Friday, May 25, 2007

Amish Conversion

I've decided that I am going to be Amish. True, you may have to live without plumbing, but I find that a fair trade for Corporate America. There are many positives to being Amish. My top ten reasons:
10) No Insurance. I feel that Insurance Is Of The Devil. But that is a topic for another post.

9) No Telephones. I hate. Hate. HATE telephones. Convenient though they may be, I already try to use them for business only. I have too much trouble understanding voices without people behind them. I feel like I'm trying to talk to someone through a cotton gag.

8) Defined Gender Roles. No more guessing what my place and duty are. I'd know what I am, I'd know what I am to do, and I'd have the freedom to focus on doing it.

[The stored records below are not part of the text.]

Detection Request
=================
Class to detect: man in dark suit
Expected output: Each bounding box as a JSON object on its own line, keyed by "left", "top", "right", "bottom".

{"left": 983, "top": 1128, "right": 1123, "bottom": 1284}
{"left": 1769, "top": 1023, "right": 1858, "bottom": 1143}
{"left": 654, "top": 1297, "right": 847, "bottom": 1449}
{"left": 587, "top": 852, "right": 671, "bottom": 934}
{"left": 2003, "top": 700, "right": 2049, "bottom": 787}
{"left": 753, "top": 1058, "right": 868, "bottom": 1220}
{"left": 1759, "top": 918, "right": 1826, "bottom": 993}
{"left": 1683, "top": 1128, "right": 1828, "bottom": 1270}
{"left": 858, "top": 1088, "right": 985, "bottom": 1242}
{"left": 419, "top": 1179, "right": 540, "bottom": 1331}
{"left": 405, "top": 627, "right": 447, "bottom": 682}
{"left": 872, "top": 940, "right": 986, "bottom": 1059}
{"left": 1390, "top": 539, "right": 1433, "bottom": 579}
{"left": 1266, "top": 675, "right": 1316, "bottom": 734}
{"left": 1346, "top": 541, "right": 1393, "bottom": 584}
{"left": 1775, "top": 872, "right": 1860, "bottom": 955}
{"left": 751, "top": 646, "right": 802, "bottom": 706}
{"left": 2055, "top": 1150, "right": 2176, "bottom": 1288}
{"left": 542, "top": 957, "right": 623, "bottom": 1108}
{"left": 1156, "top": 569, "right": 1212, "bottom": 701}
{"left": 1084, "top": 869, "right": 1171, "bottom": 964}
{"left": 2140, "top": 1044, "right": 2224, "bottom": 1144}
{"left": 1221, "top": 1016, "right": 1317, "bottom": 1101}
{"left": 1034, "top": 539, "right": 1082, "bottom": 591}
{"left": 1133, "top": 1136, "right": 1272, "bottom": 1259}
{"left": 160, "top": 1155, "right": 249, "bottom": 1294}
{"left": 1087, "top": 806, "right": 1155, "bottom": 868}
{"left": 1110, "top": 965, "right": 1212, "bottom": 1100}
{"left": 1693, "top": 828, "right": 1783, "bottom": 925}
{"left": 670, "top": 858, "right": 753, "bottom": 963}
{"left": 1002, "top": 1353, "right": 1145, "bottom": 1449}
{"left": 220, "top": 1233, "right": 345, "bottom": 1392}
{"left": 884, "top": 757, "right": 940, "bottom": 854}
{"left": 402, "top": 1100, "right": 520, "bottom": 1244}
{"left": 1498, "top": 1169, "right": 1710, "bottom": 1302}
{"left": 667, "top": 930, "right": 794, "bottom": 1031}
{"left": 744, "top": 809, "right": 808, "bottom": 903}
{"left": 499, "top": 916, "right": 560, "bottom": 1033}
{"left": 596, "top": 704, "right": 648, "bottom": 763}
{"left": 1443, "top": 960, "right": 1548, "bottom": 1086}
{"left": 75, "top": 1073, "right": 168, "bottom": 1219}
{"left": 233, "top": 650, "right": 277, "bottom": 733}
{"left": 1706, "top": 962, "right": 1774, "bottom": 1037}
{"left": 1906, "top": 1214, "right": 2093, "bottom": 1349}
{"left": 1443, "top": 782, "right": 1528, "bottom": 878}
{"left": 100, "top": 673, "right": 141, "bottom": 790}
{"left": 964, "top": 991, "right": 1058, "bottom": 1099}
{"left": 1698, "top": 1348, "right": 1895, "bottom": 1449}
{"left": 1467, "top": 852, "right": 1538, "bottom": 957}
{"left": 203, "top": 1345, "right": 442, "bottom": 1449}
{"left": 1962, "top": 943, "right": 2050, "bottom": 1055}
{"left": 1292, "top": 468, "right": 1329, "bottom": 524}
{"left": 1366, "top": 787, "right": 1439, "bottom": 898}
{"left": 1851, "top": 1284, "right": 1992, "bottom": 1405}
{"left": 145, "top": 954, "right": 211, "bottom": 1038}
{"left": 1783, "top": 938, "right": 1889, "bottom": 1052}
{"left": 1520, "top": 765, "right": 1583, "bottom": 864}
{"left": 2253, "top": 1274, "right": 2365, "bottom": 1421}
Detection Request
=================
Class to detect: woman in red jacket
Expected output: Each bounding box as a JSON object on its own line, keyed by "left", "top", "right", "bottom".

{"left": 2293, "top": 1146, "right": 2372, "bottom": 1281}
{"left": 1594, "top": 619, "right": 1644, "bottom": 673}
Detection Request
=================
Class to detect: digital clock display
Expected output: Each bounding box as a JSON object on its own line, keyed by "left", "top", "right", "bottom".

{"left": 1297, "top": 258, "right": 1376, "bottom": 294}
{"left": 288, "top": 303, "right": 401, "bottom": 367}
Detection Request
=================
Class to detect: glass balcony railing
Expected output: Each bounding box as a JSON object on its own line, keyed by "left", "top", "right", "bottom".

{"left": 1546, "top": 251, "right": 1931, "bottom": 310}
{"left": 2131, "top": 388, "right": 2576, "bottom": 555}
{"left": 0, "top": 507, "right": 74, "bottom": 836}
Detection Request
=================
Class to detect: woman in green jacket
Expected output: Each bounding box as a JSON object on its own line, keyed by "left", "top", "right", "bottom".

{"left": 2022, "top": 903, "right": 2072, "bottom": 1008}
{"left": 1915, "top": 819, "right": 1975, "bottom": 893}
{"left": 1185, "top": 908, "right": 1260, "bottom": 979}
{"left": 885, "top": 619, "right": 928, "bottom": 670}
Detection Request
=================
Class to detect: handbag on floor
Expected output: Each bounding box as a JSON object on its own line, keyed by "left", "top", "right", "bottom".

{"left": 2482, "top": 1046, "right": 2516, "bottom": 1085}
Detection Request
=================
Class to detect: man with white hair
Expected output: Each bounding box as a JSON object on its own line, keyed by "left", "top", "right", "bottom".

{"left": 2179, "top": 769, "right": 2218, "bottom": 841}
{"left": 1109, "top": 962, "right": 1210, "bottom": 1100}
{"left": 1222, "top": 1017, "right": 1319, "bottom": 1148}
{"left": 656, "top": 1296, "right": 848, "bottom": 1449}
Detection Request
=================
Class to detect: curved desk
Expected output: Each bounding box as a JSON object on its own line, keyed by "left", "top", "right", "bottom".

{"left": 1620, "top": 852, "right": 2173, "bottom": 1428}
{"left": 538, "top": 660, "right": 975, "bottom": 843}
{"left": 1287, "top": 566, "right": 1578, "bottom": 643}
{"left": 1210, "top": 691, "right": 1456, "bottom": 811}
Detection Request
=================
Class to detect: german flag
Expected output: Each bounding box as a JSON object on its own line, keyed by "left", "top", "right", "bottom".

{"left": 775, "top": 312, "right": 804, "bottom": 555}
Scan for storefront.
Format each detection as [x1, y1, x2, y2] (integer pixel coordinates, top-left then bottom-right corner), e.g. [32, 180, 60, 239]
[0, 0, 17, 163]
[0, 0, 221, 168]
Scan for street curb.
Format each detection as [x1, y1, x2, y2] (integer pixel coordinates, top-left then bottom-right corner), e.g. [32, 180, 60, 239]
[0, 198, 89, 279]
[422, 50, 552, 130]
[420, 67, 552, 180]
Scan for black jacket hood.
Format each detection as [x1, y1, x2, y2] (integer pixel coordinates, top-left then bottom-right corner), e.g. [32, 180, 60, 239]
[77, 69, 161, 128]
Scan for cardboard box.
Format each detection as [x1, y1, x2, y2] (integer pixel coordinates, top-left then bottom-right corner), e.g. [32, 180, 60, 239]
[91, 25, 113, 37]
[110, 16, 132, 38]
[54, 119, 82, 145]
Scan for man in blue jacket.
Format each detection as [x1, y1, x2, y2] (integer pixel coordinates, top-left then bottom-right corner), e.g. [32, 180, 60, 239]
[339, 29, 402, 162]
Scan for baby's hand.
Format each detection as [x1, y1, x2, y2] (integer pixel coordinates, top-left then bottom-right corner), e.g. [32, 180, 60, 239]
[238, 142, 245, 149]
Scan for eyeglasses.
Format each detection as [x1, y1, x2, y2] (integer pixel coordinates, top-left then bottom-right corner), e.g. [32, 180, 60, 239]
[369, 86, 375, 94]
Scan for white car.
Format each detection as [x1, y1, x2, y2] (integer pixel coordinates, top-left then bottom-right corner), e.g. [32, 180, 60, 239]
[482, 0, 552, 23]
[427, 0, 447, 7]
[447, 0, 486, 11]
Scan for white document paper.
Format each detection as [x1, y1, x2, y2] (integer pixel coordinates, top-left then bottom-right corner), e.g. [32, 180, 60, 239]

7) Community & Family. I would be a contributing part of a community. No longer a floating number on a list, I'd be a real person with real strengths and weaknesses. I'd have a reason to be alive, and be supported in that reason. It might have its downsides, but I'd be able to fulfil one of my dreams: to go to a barn raising.

6) Farming. I'm a born farm girl who has been largely corralled into cities most of her life. No more suffocating in nasty city air. I much prefer nasty farm air.

5) Clothes. No more shopping. No more horridly bright "spring" colors. No more nasty "Zero to . . . " shirts. No more waiting in lines. No more shopping carts engineered to go six different directions between four wheels.

4) Communal Governance. No taxes. No presidents. No politicians.

3) Germanity. I pine after Germany. The Amish are about as close as it gets on the western continent.

2) No Corporate America. I've already mentioned this, but it bears its own place in the list. This is probably the number one good reason. Well, maybe after horses.

1) Horses. I love horses and have been going through withdrawals for years. I tear up with I pass a field dotted with beautiful equines. Ah, the inhumanity!

Forget all of this "in the world" blather. Now I just have to figure out how to get in without changing my faith. Do you think they accept Mormons?

1 comment:

  1. Cute post! I lived in Lancaster County, PA for a couple of months when I was a misisonary.